Les établissements médico-sociaux (EMS) et psychiatriques socio-médicaux (EPSM) vaudois tirent la sonnette d’alarme. En cause: les économies prévues par le Conseil d’État dans le cadre du budget 2026.
Selon la faîtière Héviva, les mesures annoncées sont «disproportionnées» et «mettent en péril la qualité de vie des résidents».
Des coupes qui vont au-delà des objectifs annoncés
Le Conseil d’État prévoit une baisse tarifaire équivalente à 3 francs par journée d’hébergement, dans le but d’économiser 14,1 millions de francs sur le financement des EMS. Mais selon Héviva, la perte de financement sera plus proche de 20 millions – si on inclue les résidents autonomes financièrement.

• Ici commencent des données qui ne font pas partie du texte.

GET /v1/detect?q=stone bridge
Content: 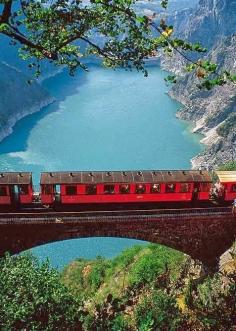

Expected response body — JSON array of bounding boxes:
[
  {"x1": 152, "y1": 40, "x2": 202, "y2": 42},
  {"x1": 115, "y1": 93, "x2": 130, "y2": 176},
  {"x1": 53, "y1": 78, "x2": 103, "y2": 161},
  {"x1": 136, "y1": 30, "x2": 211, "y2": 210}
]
[{"x1": 0, "y1": 208, "x2": 236, "y2": 266}]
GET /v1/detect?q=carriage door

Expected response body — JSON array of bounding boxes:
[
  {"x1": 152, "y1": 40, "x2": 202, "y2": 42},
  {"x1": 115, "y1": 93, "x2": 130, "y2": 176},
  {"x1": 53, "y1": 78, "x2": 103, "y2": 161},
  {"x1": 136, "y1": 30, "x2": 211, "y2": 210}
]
[{"x1": 193, "y1": 183, "x2": 200, "y2": 201}]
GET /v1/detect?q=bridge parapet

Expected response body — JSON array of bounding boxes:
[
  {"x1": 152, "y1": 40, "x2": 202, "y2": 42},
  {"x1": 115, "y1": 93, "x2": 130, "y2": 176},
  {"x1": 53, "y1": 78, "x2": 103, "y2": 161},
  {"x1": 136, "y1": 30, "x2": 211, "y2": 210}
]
[{"x1": 0, "y1": 208, "x2": 236, "y2": 265}]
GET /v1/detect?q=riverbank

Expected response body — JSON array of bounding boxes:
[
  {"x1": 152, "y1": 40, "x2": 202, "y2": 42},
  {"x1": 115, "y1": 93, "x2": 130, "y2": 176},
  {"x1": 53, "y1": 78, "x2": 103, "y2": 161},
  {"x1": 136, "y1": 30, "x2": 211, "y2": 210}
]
[{"x1": 0, "y1": 97, "x2": 56, "y2": 143}]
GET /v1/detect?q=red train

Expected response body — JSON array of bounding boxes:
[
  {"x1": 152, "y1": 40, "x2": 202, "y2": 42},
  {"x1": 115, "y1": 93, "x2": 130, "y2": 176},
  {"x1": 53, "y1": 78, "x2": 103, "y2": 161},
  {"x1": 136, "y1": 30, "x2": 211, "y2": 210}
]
[{"x1": 0, "y1": 170, "x2": 236, "y2": 208}]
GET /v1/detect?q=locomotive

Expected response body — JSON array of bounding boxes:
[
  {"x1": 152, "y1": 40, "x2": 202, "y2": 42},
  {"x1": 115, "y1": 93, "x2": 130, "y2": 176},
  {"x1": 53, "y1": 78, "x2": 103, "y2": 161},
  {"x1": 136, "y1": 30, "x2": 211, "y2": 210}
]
[{"x1": 0, "y1": 170, "x2": 236, "y2": 211}]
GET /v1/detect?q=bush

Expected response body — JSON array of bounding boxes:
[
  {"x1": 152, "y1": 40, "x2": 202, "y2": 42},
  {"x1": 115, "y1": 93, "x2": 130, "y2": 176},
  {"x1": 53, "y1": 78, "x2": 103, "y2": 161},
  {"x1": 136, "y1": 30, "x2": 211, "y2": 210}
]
[
  {"x1": 0, "y1": 255, "x2": 80, "y2": 331},
  {"x1": 135, "y1": 290, "x2": 181, "y2": 331}
]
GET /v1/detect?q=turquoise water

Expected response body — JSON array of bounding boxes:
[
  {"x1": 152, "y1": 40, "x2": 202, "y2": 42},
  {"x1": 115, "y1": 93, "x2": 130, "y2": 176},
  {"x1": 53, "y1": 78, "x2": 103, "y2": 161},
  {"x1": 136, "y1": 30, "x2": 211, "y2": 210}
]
[{"x1": 0, "y1": 65, "x2": 201, "y2": 267}]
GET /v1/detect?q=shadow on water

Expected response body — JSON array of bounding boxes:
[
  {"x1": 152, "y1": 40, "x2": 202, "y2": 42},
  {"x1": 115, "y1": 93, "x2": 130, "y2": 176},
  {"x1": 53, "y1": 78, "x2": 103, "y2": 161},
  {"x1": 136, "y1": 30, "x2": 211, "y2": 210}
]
[{"x1": 0, "y1": 71, "x2": 87, "y2": 155}]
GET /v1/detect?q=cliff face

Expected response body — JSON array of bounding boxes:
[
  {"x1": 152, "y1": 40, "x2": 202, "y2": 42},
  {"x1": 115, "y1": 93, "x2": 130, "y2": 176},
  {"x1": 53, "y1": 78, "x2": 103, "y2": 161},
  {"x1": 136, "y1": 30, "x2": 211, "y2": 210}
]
[
  {"x1": 162, "y1": 0, "x2": 236, "y2": 168},
  {"x1": 0, "y1": 62, "x2": 53, "y2": 141}
]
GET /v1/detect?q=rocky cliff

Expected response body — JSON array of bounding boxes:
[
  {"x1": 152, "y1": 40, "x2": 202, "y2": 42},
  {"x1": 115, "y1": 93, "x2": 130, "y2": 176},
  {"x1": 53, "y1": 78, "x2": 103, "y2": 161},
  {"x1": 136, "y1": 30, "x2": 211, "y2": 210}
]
[
  {"x1": 0, "y1": 62, "x2": 53, "y2": 141},
  {"x1": 162, "y1": 0, "x2": 236, "y2": 168}
]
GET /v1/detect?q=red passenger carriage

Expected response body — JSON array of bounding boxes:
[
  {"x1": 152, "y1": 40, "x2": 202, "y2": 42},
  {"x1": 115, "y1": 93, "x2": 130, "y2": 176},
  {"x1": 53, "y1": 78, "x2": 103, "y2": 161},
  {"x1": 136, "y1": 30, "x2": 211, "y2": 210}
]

Comme l’explique François Sénéchaud, secrétaire général de Héviva, cette réduction s’appliquera à l’ensemble des séniors, y compris ceux qui ne reçoivent pas de prestations complémentaires. «Donc le Canton va économiser 14 millions, mais pour les établissements la perte sera proche de 20 millions», précise-t-il dans «
24 heures».
Les EMS fragilisés par des coûts non compensés
Selon Héviva, les institutions ont déjà dû assumer de nombreux coûts supplémentaires sans financement de l’État, notamment:
- le temps de change du personnel, évalué à 180’000 francs par an pour un EMS de 100 lits;
- le recours au personnel intérimaire, pour environ 200’000 francs;
- la hausse des primes d’assurance perte de gain, représentant 40’000 francs par point de pourcentage;
- et les dépenses de cybersécurité, estimées à 7’000 francs.

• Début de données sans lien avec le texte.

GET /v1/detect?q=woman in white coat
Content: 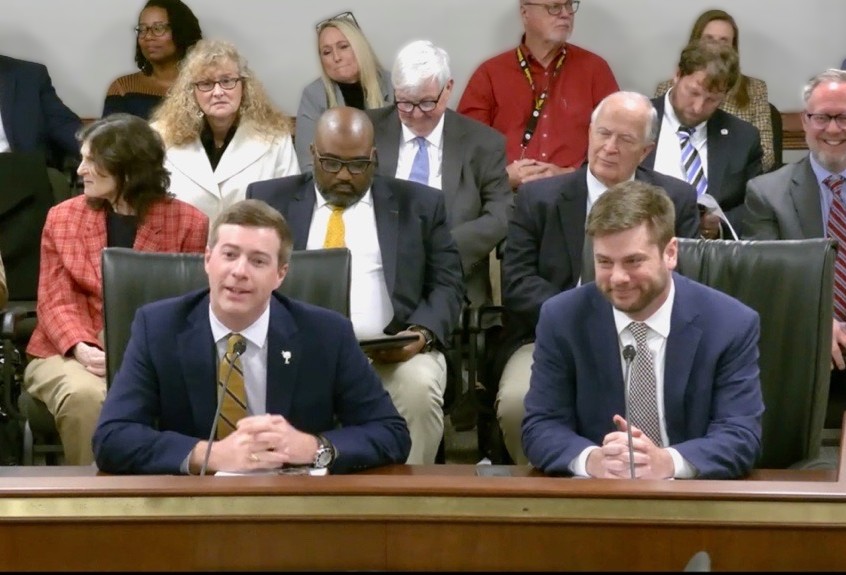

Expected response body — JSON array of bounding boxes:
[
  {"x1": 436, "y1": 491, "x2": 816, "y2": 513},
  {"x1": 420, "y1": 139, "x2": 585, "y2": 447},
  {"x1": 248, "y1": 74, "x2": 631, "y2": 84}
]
[{"x1": 152, "y1": 40, "x2": 300, "y2": 221}]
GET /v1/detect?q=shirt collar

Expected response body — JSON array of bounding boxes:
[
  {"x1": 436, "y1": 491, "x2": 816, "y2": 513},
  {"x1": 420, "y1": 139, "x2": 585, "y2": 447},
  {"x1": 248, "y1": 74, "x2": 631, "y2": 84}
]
[
  {"x1": 209, "y1": 302, "x2": 270, "y2": 349},
  {"x1": 400, "y1": 112, "x2": 446, "y2": 150},
  {"x1": 612, "y1": 274, "x2": 676, "y2": 339}
]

Pour rappel: En 2023, un tiers des institutions étaient déjà déficitaires; le bénéfice cumulé du secteur atteignait à peine 1,7% du chiffre d’affaires total. Avec les coupes prévues, «les deux tiers des EMS/EPSM risquent de se trouver en déficit». alerte l'association.

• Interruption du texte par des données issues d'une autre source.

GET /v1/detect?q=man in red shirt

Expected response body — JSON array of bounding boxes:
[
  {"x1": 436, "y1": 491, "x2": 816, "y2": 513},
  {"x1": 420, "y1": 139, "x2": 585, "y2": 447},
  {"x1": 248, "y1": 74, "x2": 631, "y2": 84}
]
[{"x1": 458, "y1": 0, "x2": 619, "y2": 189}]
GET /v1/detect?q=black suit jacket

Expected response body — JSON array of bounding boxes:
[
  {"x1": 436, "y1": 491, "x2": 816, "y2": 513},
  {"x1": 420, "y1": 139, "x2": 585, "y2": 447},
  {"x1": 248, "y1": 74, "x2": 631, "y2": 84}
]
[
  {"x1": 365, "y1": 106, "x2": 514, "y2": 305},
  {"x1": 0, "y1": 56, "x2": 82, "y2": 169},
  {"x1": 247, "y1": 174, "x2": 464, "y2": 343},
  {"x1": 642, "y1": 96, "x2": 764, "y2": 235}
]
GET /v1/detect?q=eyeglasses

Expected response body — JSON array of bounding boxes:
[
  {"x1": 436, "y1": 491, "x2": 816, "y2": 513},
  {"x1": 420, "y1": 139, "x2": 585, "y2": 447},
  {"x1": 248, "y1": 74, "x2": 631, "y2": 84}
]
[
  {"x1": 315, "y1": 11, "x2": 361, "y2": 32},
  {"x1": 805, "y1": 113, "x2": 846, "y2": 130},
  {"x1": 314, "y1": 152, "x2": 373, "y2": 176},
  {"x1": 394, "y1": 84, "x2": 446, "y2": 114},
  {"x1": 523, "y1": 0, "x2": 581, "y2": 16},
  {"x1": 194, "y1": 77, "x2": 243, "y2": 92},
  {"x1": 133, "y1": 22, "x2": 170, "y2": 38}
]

Des économies qui passeront par l’assiette
Héviva dénonce également des coupes «disproportionnées par rapport aux autres acteurs»: les EMS devront économiser autant que le CHUV (20 millions de francs), alors que leur budget annuel est deux fois moindre (910 millions contre 2 milliards).
Matthieu Reymond, directeur de la Fondation des Noisetiers, illustre dans «24 heures» les conséquences de cette coupe budgetaire sur son EMS de La Lembaz, à Granges-près-Marnand: «Aujourd’hui, nous devons composer trois repas quotidiens avec 12 francs. Si nous devions le faire avec 9 francs, comment imaginer que la qualité ne baisserait pas?» D'où la question soulevée par le quotidien: Les résidents des EMS, seront-ils bientôt «
privés de dessert à cause des coupes budgétaires»?
Des mesures inopportunes
Pour Héviva, ces mesures sont surtout «inopportunes»: elles réduiront la capacité d’innovation des établissements, limiteront les projets d’aménagement et risquent d’aggraver la pénurie de places d’hébergement.
La faîtière appelle le Grand Conseil à refuser les coupes budgétaires, rappelant qu’il manque déjà plus de 600 places dans le canton.
«La population vaudoise paiera demain toute économie réalisée aujourd’hui», conclut Héviva dans son communiqué.